A crise pandémica que herdámos de 2020 não expôs apenas vulnerabilidades biológicas. Violências estruturais e fragilidades das democracias ocidentais vieram à superfície. Ao mesmo tempo que vozes progressistas souberam mobilizar-se, o populismo de extrema direita, compatível com o projeto neoliberal e inconciliável com os valores do modelo social europeu, reduziu a complexidade a um discurso monolítico, polarizado e de compreensão imediata: nós versus eles. Deste “nós” imaginado, que sustenta uma narrativa antissistema carregada de debilidades, são excluídos, com maior ou menor veemência consoante conveniência estratégica, refugiados, imigrantes, ciganos, negros e discursos feministas, antirracistas e anticapitalistas.

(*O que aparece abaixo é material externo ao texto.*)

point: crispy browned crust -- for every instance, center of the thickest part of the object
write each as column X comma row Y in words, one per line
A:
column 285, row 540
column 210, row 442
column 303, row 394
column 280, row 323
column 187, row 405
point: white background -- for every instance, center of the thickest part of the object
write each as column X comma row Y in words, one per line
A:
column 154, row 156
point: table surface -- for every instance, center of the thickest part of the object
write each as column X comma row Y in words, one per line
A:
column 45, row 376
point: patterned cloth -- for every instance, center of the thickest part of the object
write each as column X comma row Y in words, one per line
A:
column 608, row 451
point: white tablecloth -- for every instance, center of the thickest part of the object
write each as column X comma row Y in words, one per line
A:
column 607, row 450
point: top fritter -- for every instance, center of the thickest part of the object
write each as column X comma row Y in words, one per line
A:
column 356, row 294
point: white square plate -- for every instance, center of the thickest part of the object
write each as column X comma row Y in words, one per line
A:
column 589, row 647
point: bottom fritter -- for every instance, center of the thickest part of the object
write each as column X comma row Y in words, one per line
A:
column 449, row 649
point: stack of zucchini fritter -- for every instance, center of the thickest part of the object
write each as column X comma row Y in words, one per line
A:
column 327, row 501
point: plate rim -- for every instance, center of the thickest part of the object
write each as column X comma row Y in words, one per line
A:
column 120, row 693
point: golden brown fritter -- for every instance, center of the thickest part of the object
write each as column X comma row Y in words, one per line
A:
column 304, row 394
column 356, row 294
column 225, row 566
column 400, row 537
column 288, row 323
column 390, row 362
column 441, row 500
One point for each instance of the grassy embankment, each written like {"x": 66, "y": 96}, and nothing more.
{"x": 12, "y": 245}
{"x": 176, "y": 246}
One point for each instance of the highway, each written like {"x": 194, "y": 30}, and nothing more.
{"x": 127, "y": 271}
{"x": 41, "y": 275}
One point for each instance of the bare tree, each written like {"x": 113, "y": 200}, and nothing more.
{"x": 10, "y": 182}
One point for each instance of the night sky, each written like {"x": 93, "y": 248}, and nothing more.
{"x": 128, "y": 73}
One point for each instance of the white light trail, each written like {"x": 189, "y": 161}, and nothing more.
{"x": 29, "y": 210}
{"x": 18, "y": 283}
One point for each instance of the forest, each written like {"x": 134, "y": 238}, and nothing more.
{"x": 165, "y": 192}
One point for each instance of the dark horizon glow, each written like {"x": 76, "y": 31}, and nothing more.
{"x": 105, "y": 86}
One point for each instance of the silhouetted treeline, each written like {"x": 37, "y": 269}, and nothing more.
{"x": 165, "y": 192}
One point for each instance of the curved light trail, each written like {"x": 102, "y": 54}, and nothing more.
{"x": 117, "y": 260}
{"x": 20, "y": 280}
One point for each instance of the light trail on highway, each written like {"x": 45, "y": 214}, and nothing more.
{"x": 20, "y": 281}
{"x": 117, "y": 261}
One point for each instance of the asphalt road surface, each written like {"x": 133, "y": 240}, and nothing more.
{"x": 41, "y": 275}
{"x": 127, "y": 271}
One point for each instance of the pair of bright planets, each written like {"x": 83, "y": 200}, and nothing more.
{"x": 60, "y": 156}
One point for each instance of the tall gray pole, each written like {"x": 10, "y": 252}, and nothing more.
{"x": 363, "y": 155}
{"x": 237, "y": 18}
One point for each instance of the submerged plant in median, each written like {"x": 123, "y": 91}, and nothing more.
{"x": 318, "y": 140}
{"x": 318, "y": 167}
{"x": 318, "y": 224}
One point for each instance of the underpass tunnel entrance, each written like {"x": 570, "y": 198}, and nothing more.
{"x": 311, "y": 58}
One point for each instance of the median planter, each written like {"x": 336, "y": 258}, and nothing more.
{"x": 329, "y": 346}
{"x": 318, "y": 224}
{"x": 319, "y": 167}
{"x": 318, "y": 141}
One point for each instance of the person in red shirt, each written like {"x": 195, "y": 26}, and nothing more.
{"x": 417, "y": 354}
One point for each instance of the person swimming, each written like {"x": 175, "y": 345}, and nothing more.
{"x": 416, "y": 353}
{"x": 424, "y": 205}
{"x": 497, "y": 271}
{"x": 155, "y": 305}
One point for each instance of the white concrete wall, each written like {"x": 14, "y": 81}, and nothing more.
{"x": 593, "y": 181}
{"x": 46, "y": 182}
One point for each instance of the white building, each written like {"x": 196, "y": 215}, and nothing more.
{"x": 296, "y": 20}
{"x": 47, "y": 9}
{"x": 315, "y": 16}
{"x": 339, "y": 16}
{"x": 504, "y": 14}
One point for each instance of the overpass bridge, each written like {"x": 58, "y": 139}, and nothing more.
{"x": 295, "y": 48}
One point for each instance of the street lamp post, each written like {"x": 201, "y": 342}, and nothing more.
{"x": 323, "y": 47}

Há quem veja nas mobilizações antirracistas mais recentes, onde cabem a polémica das estátuas e outras manifestações, a origem do problema, alegando a polarização que promoveram. Esse argumento reflete muito mais o privilégio de quem o usa do que a realidade sociológica e a história que nos conduziu aqui. A polarização só é recente para quem pode escolher virar a cara e não sente no corpo os efeitos da violência estrutural, cujos alvos estão há muito identificados.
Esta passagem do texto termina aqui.